For me, the full beauty of a tulip is only expressed once it is cut and placed in a vase. They are pretty enough in the garden, but it's only when arranged in a group, or placed singly in the perfect complement of a vase and location, that their elegance can be seen. I cut many different flowers and bring them in the house all spring and summer, but other flowers are also beautiful in their natural setting: a large shrub covered with lilacs is more thrilling than a bunch in a vase; as much as I love cut peonies, they are just as complexly seductive on their plants. Because I feel this way, each fall I plant several kinds of tulips in a row in the vegetable garden, just for cutting.
Even the interiors of the flowers have clear and dramatic forms; the central pistil with its three part cap, and the flowing towers of stamens surrounding it. This is an unknown tulip, mislabeled, so I can't tell you its name.

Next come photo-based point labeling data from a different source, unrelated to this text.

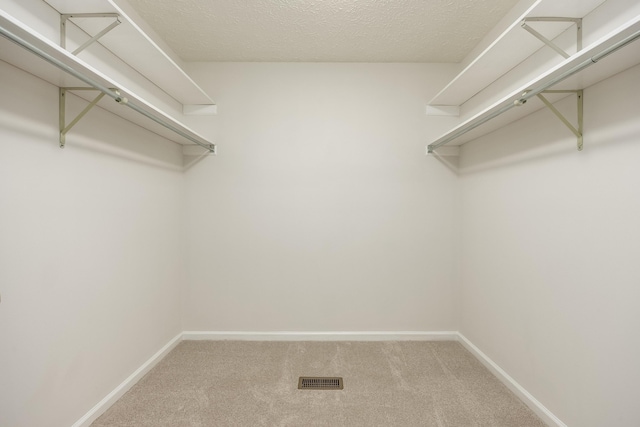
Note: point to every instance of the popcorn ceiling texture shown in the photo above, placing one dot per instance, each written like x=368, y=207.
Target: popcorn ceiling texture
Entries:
x=322, y=30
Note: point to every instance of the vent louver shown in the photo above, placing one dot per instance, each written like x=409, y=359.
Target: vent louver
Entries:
x=320, y=383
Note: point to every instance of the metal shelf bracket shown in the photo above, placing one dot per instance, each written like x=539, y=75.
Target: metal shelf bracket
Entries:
x=552, y=45
x=64, y=127
x=63, y=28
x=579, y=95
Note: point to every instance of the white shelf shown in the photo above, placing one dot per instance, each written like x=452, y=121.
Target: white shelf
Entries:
x=511, y=46
x=16, y=55
x=621, y=60
x=137, y=45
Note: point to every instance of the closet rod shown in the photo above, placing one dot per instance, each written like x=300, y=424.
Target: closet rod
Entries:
x=533, y=92
x=111, y=93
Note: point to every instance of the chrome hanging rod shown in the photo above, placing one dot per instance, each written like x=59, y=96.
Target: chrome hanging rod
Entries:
x=109, y=92
x=533, y=92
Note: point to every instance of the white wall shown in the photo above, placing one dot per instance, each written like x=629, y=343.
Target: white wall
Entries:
x=90, y=253
x=551, y=243
x=321, y=212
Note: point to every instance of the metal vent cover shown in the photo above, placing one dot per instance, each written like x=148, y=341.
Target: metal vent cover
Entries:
x=320, y=383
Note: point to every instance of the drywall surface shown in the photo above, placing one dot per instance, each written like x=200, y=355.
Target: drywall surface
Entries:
x=321, y=211
x=90, y=253
x=551, y=242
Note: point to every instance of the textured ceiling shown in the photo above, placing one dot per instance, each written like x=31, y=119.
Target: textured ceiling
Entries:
x=322, y=30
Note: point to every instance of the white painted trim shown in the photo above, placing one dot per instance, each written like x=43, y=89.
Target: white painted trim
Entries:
x=533, y=403
x=321, y=336
x=200, y=110
x=450, y=151
x=196, y=150
x=443, y=110
x=120, y=390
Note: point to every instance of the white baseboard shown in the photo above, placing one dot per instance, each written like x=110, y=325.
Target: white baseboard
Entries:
x=112, y=397
x=516, y=388
x=537, y=407
x=321, y=336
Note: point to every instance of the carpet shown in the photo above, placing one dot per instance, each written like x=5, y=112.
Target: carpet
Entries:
x=239, y=383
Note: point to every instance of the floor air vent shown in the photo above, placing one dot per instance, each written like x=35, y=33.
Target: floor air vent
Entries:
x=320, y=383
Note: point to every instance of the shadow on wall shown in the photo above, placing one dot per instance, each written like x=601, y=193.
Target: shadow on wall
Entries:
x=140, y=147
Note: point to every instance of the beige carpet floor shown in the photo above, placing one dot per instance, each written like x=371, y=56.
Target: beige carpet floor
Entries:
x=235, y=383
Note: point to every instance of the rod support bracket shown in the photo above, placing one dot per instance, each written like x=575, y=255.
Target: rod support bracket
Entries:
x=64, y=17
x=545, y=40
x=578, y=132
x=64, y=127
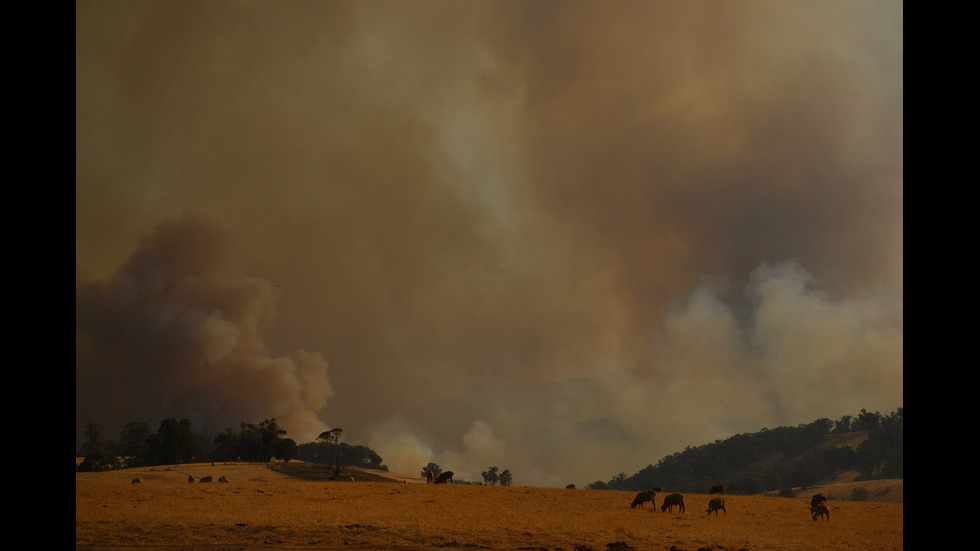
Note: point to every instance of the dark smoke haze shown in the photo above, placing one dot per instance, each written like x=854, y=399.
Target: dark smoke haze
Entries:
x=565, y=238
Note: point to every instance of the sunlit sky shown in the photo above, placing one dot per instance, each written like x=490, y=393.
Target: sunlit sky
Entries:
x=564, y=238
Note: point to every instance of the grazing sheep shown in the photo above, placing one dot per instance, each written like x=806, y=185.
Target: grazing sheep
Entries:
x=820, y=509
x=715, y=504
x=674, y=499
x=644, y=497
x=444, y=477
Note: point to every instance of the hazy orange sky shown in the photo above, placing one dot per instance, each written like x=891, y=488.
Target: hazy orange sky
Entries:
x=565, y=238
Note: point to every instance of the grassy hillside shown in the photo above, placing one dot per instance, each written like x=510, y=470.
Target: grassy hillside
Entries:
x=261, y=508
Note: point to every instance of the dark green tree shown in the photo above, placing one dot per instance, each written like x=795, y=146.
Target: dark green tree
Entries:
x=432, y=468
x=98, y=462
x=173, y=443
x=867, y=420
x=331, y=440
x=286, y=449
x=490, y=476
x=133, y=446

A delicate violet edge on a creamy white petal gives a subtle effect.
The outward curving petals of this lily-flowered variety give the flowers a delicate grace.
A favorite tulip of mine, Angelique mimics my favorite flower, the peony. It has a frothy loveliness, each petal subtly different in color and shape.

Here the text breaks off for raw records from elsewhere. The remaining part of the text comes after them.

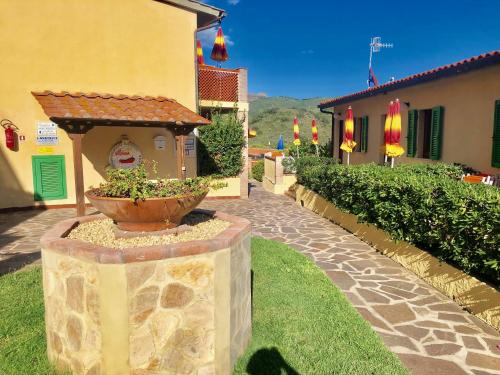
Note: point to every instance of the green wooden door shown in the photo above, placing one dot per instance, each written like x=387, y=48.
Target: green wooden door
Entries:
x=436, y=141
x=49, y=177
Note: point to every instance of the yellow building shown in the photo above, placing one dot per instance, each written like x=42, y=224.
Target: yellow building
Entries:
x=144, y=49
x=449, y=114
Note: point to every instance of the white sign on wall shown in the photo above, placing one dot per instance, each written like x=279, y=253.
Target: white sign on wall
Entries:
x=46, y=134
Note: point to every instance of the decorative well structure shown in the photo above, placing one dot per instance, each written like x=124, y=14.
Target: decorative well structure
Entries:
x=182, y=308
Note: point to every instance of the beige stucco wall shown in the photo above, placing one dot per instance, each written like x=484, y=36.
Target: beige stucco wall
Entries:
x=468, y=101
x=136, y=47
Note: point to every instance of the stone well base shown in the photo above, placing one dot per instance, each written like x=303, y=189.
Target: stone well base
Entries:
x=175, y=309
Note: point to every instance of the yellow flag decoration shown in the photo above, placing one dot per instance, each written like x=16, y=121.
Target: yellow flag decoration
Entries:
x=314, y=129
x=394, y=149
x=348, y=143
x=296, y=135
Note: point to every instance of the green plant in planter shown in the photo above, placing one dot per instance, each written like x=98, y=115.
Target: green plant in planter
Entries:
x=220, y=146
x=258, y=170
x=135, y=183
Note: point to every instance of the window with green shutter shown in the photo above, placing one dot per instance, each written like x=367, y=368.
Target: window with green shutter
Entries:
x=364, y=134
x=49, y=177
x=495, y=155
x=411, y=139
x=436, y=140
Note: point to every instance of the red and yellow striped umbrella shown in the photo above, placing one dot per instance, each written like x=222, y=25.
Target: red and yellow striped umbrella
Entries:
x=296, y=134
x=394, y=149
x=199, y=53
x=348, y=143
x=314, y=129
x=219, y=52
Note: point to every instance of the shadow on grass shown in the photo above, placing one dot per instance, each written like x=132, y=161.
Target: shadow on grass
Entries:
x=17, y=261
x=269, y=362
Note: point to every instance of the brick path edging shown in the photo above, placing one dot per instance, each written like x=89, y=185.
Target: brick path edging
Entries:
x=475, y=296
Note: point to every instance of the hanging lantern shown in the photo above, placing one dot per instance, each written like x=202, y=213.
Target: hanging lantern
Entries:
x=296, y=134
x=219, y=52
x=394, y=150
x=348, y=143
x=314, y=129
x=387, y=129
x=199, y=53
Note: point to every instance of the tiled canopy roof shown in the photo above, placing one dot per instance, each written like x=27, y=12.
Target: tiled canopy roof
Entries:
x=459, y=67
x=218, y=84
x=160, y=110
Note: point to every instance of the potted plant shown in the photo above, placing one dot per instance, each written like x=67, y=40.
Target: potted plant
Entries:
x=137, y=203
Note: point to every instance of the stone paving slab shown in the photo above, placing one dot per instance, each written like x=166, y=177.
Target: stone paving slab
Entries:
x=428, y=331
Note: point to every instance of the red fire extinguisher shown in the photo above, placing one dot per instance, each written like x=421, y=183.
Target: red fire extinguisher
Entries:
x=10, y=135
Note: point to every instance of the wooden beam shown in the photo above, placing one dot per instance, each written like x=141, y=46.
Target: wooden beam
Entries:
x=78, y=170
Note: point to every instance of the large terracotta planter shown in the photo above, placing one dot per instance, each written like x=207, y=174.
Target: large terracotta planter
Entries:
x=148, y=215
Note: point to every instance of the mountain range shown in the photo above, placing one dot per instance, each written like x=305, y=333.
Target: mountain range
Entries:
x=272, y=116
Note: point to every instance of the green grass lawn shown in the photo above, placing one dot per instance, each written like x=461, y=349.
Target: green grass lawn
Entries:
x=302, y=324
x=22, y=331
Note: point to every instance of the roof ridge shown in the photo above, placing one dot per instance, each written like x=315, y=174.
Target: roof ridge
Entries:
x=94, y=95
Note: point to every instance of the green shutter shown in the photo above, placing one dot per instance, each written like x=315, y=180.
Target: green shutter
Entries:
x=436, y=140
x=411, y=139
x=49, y=177
x=495, y=157
x=364, y=134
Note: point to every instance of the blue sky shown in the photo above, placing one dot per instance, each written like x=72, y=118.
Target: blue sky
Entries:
x=320, y=48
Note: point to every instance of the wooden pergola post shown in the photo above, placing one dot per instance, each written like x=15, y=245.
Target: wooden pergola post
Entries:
x=76, y=133
x=78, y=170
x=180, y=142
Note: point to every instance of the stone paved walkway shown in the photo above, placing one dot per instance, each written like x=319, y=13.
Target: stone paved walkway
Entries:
x=429, y=332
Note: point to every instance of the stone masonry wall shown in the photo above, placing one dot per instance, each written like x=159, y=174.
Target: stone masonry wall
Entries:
x=171, y=319
x=71, y=293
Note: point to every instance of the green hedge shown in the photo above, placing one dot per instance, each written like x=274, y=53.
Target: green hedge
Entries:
x=258, y=170
x=220, y=146
x=423, y=204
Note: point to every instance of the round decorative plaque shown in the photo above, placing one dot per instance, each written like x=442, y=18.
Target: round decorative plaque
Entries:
x=125, y=154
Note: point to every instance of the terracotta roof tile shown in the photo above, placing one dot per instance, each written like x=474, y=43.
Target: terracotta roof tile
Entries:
x=218, y=84
x=439, y=72
x=116, y=108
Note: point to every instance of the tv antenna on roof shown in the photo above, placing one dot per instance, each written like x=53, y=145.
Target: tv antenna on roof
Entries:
x=375, y=46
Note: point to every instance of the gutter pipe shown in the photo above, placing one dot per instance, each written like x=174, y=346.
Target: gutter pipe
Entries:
x=322, y=110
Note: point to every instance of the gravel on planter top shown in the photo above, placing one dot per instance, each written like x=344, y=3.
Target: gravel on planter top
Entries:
x=102, y=232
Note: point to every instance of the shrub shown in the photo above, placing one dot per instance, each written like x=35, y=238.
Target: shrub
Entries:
x=422, y=204
x=134, y=183
x=306, y=148
x=220, y=146
x=258, y=170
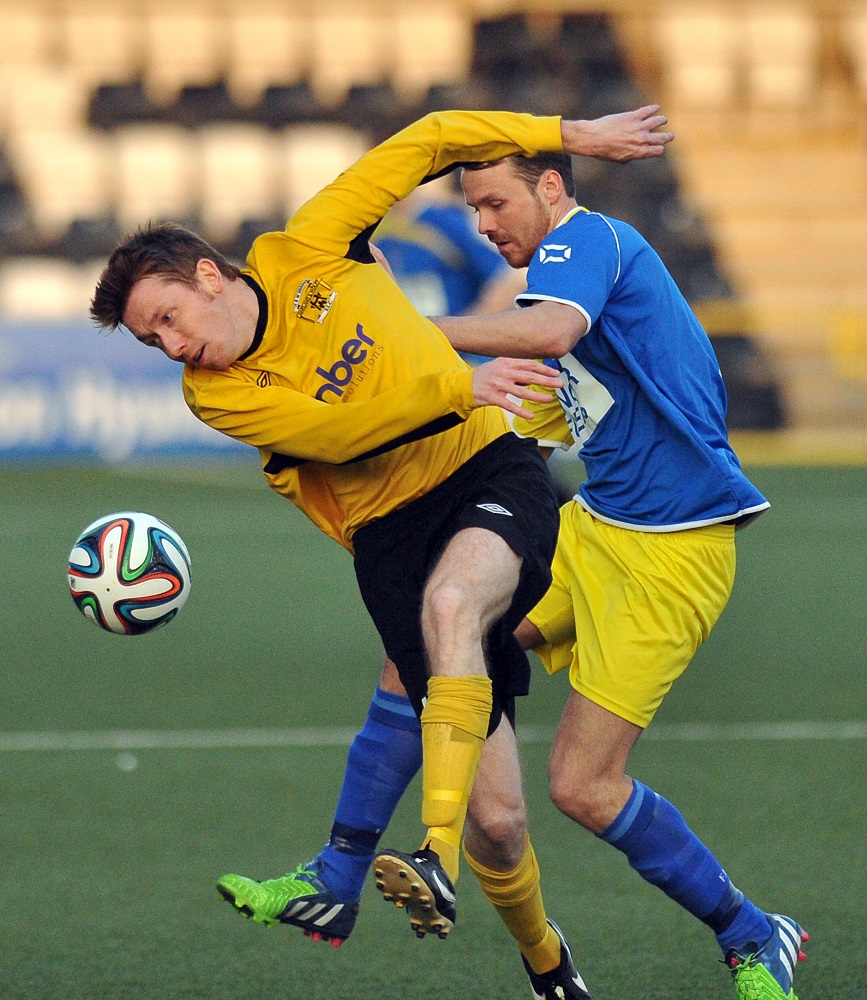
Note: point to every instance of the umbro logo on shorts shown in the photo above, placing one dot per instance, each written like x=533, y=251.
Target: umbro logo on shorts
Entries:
x=494, y=508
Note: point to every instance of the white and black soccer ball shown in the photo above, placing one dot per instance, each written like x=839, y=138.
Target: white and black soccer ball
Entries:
x=129, y=573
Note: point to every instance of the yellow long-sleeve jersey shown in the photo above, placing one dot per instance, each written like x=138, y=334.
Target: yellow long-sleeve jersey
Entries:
x=357, y=403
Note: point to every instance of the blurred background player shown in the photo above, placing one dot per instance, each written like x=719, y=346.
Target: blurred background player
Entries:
x=442, y=264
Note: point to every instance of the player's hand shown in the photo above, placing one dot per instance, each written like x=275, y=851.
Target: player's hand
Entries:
x=630, y=135
x=497, y=382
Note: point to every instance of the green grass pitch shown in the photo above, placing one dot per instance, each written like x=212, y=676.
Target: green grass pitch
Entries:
x=110, y=856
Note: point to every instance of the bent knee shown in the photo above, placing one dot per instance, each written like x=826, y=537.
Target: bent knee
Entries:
x=497, y=838
x=582, y=801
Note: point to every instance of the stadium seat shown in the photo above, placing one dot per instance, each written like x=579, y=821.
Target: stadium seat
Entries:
x=200, y=104
x=287, y=104
x=116, y=104
x=375, y=108
x=154, y=175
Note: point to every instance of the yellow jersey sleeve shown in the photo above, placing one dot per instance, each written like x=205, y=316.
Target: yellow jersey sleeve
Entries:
x=360, y=197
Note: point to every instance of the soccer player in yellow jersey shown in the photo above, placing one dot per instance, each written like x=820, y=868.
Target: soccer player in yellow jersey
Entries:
x=367, y=421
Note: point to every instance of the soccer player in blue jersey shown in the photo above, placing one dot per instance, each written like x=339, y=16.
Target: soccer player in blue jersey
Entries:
x=646, y=556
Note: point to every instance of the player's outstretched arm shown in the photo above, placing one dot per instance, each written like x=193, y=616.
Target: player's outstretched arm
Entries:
x=629, y=135
x=497, y=382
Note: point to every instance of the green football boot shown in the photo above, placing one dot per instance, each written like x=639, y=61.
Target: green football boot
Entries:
x=767, y=973
x=301, y=899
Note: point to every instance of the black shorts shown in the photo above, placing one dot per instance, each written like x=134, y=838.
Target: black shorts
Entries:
x=506, y=488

When Laura Fygi was just cut and brought indoors, the flowers were closed in a form like a rounded cone, each flower showing red, and yellow at its edges.
And then....one of the joys of watching tulips is seeing how their forms change, from a closed cone to an open cup, the stems curving up and down, becoming more fluid as they age.
Menton is another beloved tulip; it is a tall, large, gracious tulip of classic form.
Its color is a warm pink that shades to a lighter and warmer hue at its edges. It is a queen in its bearing.
There is even beauty in the flower as it dies, the petals gracefully dancing their way out of life.